À l’asile, Meursault ne demande pas qu’on ouvre le cercueil, boit du café, fume et somnole pendant la veillée. Il éprouve la chaleur, la fatigue de la marche et n’a pas de larmes. Le lendemain, il nage, rit devant un film et couche avec Marie. Ces faits sont exacts ; ils ne mesurent pas directement l’amour filial. La société doit pourtant convertir une expérience invisible en gestes observables, puis traiter l’écart au rituel comme la forme de l’âme.

Ne pas lui prêter un chagrin caché

Pour rendre Meursault supportable, le lecteur peut supposer un deuil refoulé, un choc trop profond pour les larmes ou une tendresse qu’il ignore. Ce geste bienveillant ressemble à celui du procureur, qui remplira le même silence de cruauté. Les contenus s’opposent, mais chacun refuse le vide laissé par le narrateur. Le respecter commence non par une interprétation favorable, mais par la décision de ne pas transformer une émotion absente du texte en preuve.
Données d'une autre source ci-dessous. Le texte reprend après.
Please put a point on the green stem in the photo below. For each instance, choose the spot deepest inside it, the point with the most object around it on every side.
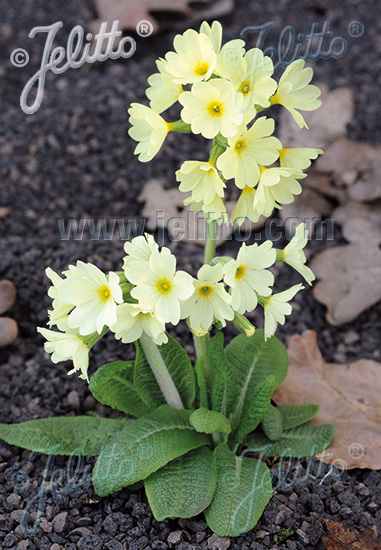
(210, 243)
(201, 345)
(201, 342)
(160, 372)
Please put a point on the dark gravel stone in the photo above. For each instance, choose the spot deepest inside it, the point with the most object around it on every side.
(73, 159)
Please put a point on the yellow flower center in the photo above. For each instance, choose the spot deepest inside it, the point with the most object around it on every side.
(215, 108)
(240, 272)
(240, 146)
(205, 291)
(104, 293)
(164, 286)
(201, 69)
(245, 87)
(275, 99)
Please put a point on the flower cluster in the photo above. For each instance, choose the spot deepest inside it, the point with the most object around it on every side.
(221, 91)
(150, 292)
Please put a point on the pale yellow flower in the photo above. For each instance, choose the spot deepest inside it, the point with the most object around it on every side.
(57, 315)
(294, 256)
(163, 91)
(276, 186)
(202, 179)
(209, 301)
(247, 150)
(160, 288)
(94, 296)
(132, 321)
(247, 275)
(244, 207)
(64, 346)
(296, 93)
(149, 129)
(210, 109)
(213, 210)
(251, 76)
(194, 60)
(228, 53)
(277, 307)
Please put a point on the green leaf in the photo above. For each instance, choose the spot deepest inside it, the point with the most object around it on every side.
(64, 435)
(184, 487)
(259, 406)
(272, 423)
(224, 388)
(112, 385)
(202, 386)
(254, 359)
(305, 440)
(180, 368)
(208, 422)
(295, 415)
(151, 442)
(242, 492)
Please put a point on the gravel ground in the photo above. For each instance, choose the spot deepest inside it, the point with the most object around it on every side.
(73, 159)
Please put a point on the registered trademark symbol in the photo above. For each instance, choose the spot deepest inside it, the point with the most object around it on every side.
(355, 29)
(356, 451)
(144, 28)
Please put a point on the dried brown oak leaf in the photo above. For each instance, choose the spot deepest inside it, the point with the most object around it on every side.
(349, 280)
(307, 206)
(130, 13)
(349, 398)
(353, 164)
(341, 536)
(326, 124)
(361, 223)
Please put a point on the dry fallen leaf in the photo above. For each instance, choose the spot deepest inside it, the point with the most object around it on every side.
(355, 165)
(326, 124)
(349, 280)
(130, 13)
(324, 185)
(306, 206)
(341, 536)
(360, 223)
(349, 398)
(8, 331)
(164, 208)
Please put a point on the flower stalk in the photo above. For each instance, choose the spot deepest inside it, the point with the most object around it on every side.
(160, 372)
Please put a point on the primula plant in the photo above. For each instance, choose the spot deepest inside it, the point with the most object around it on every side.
(195, 423)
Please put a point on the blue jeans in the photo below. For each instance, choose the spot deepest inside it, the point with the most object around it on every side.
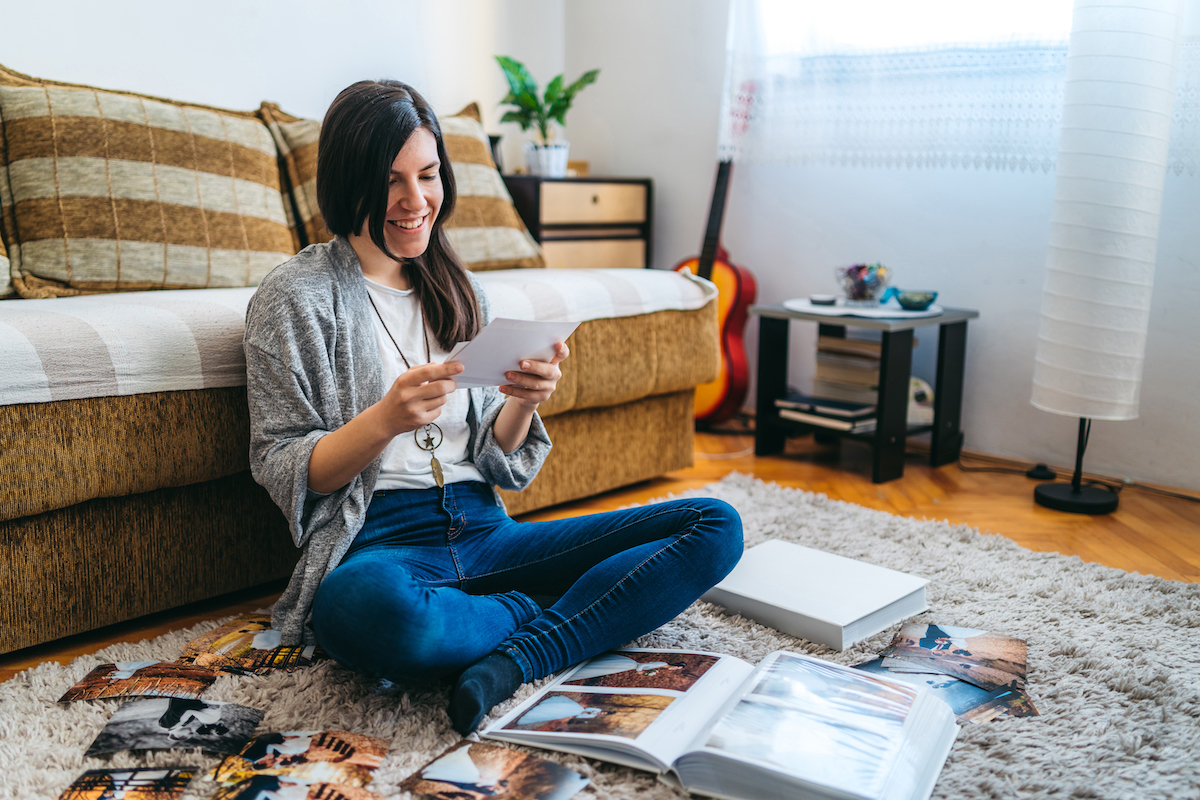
(439, 578)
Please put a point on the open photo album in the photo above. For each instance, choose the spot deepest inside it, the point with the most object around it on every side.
(713, 725)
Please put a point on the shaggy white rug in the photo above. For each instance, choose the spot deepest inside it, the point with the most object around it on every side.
(1114, 668)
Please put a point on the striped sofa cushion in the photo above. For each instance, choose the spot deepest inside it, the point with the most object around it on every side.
(113, 191)
(485, 229)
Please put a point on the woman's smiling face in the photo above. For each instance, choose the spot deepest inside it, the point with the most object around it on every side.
(414, 196)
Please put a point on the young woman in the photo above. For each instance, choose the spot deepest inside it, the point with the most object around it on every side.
(411, 570)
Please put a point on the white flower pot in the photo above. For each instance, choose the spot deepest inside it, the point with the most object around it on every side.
(549, 161)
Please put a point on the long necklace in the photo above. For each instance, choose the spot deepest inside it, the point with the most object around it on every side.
(429, 444)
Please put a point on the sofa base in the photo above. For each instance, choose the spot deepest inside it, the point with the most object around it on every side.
(107, 560)
(112, 559)
(601, 449)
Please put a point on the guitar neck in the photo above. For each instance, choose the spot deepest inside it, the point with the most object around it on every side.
(713, 230)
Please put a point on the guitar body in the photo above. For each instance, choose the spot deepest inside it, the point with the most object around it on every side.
(721, 398)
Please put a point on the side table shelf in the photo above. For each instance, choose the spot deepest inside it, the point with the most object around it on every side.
(892, 403)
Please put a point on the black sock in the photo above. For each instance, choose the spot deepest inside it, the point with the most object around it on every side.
(480, 687)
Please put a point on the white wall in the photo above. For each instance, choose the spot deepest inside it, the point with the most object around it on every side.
(298, 53)
(979, 238)
(654, 110)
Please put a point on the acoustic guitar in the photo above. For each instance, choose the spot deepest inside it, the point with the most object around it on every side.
(720, 400)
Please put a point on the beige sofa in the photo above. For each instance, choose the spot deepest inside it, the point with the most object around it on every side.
(117, 505)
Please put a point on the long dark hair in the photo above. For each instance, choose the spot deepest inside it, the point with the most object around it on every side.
(365, 128)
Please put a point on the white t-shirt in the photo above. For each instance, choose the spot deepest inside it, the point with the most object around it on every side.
(405, 465)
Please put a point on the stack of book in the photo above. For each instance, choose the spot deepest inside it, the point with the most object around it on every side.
(849, 368)
(823, 413)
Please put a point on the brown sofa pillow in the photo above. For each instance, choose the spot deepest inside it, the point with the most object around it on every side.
(485, 229)
(114, 191)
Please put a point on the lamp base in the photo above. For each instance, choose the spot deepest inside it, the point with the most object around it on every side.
(1062, 497)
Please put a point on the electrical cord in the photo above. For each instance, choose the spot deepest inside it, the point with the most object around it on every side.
(1116, 488)
(741, 453)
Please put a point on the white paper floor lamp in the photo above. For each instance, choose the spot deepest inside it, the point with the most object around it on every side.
(1116, 120)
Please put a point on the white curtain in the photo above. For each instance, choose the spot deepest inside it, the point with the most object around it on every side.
(923, 84)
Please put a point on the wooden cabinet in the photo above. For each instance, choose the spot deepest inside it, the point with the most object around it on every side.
(586, 222)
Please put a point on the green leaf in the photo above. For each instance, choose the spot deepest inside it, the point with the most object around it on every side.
(520, 80)
(585, 79)
(553, 90)
(557, 110)
(520, 118)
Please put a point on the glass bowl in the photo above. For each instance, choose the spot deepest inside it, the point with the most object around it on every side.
(863, 283)
(916, 300)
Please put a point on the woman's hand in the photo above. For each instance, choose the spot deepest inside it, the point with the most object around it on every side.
(418, 395)
(533, 385)
(414, 400)
(538, 379)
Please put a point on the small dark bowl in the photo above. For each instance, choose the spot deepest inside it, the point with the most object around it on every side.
(912, 300)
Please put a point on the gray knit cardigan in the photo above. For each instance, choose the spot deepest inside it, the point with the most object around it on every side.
(312, 365)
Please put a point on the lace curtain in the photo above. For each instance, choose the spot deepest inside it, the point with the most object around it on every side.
(930, 89)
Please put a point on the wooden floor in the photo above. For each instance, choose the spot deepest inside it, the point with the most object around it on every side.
(1149, 534)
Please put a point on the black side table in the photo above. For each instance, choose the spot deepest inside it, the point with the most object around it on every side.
(895, 367)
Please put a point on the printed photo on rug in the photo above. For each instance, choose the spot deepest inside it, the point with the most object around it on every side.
(670, 669)
(327, 756)
(475, 770)
(142, 679)
(988, 660)
(613, 715)
(815, 684)
(247, 645)
(178, 723)
(275, 787)
(130, 785)
(967, 701)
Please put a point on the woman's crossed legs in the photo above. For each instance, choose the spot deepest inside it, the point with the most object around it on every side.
(441, 579)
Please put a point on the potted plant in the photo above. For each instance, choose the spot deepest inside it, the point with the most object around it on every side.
(547, 155)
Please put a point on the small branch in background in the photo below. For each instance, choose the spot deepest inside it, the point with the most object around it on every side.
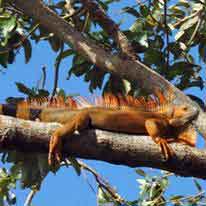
(21, 42)
(42, 81)
(98, 14)
(194, 32)
(167, 53)
(105, 186)
(56, 67)
(30, 198)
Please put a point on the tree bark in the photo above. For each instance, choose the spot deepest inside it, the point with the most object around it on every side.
(115, 148)
(133, 70)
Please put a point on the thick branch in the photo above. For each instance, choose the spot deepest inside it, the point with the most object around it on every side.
(125, 68)
(130, 150)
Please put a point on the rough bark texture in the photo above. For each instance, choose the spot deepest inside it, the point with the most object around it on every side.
(125, 68)
(98, 14)
(115, 148)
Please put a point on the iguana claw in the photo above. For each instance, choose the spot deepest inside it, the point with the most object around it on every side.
(55, 147)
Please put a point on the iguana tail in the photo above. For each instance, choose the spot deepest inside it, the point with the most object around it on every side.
(20, 110)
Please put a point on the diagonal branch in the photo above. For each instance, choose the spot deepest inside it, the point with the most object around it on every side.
(98, 14)
(125, 68)
(115, 148)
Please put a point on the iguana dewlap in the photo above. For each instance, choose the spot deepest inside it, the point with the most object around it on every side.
(155, 116)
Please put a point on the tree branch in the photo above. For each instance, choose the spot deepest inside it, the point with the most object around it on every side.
(98, 14)
(115, 148)
(125, 68)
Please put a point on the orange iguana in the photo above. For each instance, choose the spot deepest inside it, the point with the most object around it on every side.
(155, 115)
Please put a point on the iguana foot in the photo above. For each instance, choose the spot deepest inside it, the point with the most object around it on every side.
(55, 146)
(166, 150)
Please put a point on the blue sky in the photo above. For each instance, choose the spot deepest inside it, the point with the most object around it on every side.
(66, 188)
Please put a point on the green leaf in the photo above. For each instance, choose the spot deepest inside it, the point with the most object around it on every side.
(131, 11)
(75, 165)
(189, 23)
(27, 50)
(198, 186)
(25, 90)
(7, 24)
(141, 172)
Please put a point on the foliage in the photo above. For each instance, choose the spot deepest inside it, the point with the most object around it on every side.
(164, 36)
(152, 193)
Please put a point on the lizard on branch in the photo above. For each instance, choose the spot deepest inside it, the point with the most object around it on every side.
(156, 116)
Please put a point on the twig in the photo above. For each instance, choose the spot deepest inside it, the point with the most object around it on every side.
(99, 15)
(56, 67)
(194, 32)
(167, 53)
(30, 197)
(21, 42)
(101, 183)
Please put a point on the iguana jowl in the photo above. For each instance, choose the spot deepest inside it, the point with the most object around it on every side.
(156, 116)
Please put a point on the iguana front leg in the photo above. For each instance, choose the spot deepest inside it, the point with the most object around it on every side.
(157, 128)
(77, 123)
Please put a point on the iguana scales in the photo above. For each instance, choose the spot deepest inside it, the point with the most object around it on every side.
(155, 116)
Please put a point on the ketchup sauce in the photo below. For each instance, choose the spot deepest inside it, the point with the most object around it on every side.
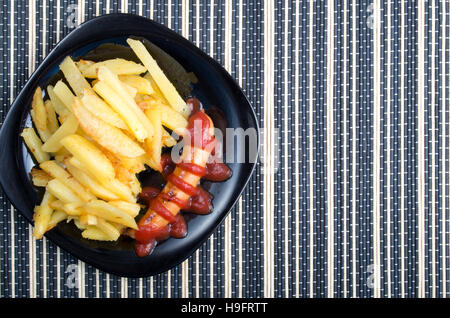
(148, 234)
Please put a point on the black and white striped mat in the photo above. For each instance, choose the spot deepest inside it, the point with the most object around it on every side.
(351, 198)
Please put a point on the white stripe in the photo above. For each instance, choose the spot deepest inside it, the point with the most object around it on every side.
(97, 283)
(81, 284)
(268, 148)
(354, 107)
(107, 279)
(444, 152)
(240, 211)
(140, 11)
(286, 166)
(124, 287)
(169, 13)
(58, 251)
(44, 240)
(185, 33)
(433, 150)
(97, 7)
(58, 19)
(211, 241)
(330, 149)
(297, 152)
(311, 150)
(81, 265)
(141, 281)
(344, 102)
(11, 99)
(376, 147)
(151, 8)
(31, 66)
(388, 151)
(402, 151)
(421, 150)
(197, 22)
(227, 226)
(197, 274)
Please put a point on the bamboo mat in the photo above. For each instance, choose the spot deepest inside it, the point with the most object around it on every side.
(351, 197)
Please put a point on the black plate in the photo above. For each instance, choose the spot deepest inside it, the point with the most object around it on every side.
(215, 87)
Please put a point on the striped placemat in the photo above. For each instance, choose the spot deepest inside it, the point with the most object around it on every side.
(351, 197)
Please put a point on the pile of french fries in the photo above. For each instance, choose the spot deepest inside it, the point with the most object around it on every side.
(93, 136)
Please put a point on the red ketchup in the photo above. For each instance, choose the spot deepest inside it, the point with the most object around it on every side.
(199, 202)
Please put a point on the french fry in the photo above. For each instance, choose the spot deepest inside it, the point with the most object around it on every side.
(57, 104)
(111, 79)
(104, 134)
(117, 66)
(90, 156)
(52, 122)
(40, 115)
(57, 216)
(88, 219)
(34, 144)
(42, 215)
(40, 178)
(64, 94)
(167, 139)
(56, 171)
(57, 205)
(69, 127)
(78, 224)
(142, 85)
(120, 189)
(73, 76)
(100, 109)
(154, 114)
(129, 89)
(132, 209)
(109, 212)
(170, 93)
(117, 103)
(72, 208)
(135, 185)
(43, 134)
(62, 192)
(61, 154)
(89, 182)
(94, 233)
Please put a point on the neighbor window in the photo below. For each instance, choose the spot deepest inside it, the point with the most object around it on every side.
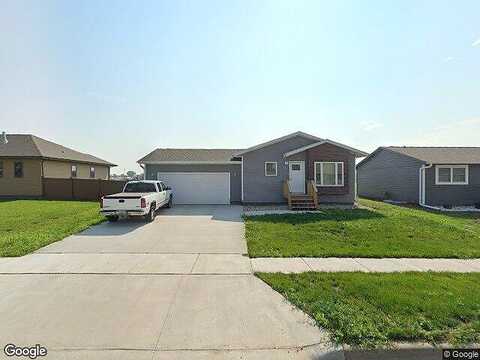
(270, 168)
(329, 173)
(451, 175)
(18, 169)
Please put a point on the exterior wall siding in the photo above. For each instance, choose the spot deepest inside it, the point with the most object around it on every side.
(392, 173)
(30, 185)
(258, 188)
(437, 195)
(62, 170)
(234, 170)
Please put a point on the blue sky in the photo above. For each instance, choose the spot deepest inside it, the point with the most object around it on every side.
(118, 79)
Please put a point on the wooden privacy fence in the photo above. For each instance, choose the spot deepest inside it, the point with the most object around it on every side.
(79, 189)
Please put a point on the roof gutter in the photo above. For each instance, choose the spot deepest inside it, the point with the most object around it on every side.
(421, 183)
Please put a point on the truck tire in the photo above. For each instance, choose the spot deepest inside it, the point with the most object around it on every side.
(112, 218)
(151, 214)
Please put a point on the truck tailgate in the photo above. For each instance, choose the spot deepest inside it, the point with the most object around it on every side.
(127, 201)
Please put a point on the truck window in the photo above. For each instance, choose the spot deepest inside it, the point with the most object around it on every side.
(140, 187)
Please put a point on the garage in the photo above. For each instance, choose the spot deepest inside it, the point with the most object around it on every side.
(198, 187)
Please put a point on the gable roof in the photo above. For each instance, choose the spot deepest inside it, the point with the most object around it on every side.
(189, 156)
(31, 146)
(434, 155)
(280, 139)
(357, 153)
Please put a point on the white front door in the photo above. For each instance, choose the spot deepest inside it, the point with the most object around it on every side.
(296, 174)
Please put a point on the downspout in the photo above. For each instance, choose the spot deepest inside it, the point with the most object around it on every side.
(421, 184)
(241, 170)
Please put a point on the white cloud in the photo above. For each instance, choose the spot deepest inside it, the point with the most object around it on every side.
(457, 133)
(370, 125)
(106, 98)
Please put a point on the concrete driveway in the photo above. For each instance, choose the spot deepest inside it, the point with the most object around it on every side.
(177, 288)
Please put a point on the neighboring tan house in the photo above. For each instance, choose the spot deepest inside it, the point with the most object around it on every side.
(268, 173)
(434, 176)
(26, 159)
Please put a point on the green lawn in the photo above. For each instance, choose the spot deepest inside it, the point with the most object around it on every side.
(375, 230)
(370, 310)
(27, 225)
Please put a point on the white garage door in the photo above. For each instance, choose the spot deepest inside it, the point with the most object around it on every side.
(198, 188)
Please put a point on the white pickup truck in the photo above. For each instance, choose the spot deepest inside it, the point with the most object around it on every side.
(138, 198)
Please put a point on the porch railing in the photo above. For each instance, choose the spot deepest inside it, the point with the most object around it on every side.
(313, 192)
(287, 194)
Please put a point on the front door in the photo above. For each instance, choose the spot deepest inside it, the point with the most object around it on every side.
(296, 174)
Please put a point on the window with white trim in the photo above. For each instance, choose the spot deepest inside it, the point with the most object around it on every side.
(329, 173)
(270, 168)
(451, 175)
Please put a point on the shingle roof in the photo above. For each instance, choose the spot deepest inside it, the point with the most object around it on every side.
(20, 145)
(189, 155)
(441, 155)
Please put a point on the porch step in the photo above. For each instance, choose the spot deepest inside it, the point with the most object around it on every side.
(300, 196)
(303, 207)
(302, 202)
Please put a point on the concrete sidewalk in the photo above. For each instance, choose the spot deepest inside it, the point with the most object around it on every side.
(298, 265)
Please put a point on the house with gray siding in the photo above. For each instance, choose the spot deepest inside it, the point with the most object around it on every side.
(432, 176)
(298, 167)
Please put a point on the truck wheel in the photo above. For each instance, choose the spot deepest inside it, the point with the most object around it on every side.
(151, 214)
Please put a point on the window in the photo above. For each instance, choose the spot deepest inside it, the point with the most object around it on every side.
(140, 187)
(270, 168)
(18, 169)
(451, 175)
(329, 173)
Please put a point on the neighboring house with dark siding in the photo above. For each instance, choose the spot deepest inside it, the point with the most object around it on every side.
(27, 159)
(259, 174)
(434, 176)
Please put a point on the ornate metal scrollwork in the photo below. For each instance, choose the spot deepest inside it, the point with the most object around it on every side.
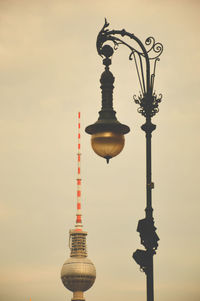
(148, 104)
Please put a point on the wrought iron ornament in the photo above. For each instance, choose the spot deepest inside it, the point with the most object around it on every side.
(145, 58)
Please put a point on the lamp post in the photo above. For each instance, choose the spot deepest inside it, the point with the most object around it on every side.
(108, 133)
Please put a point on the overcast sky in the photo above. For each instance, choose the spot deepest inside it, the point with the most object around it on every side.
(50, 70)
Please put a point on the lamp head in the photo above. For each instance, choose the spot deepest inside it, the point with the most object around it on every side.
(107, 137)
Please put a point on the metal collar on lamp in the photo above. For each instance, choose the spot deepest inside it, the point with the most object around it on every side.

Une vie pleine de sensations

La mer froide, les cheveux mouillés de Marie, la lumière du soir et le spectacle de la rue occupent chez Meursault une place d’une grande précision. Il écoute Salamano et répond aux questions de Marie. Ce qui manque est le supplément conventionnel : déclarer l’amour, donner au mariage une nécessité, appeler ambition une promotion à Paris ou amitié son lien avec Raymond. Son monde n’est pas vide ; ses biens sont présents, corporels et difficiles à convertir en promesses sociales.

Le poids judiciaire des larmes

Sur la plage, Meursault tire une fois sur l’Arabe, marque une pause, puis tire encore quatre fois. Le droit devrait interroger le meurtre, le soleil invoqué comme cause et cet intervalle étrange. Le procureur revient plutôt au café de la veillée et affirme qu’il a enterré sa mère avec un cœur de criminel. Meursault sera condamné pour l’acte, mais le tribunal a besoin de son absence de larmes afin de construire l’homme qu’il peut condamner sans réserve.

Œuvre étudiée: Albert Camus, The Outsider (L’Étranger). Critique indépendante fondée sur L’Étranger d’Albert Camus, attentive aux normes affectives et à la propriété du récit de soi.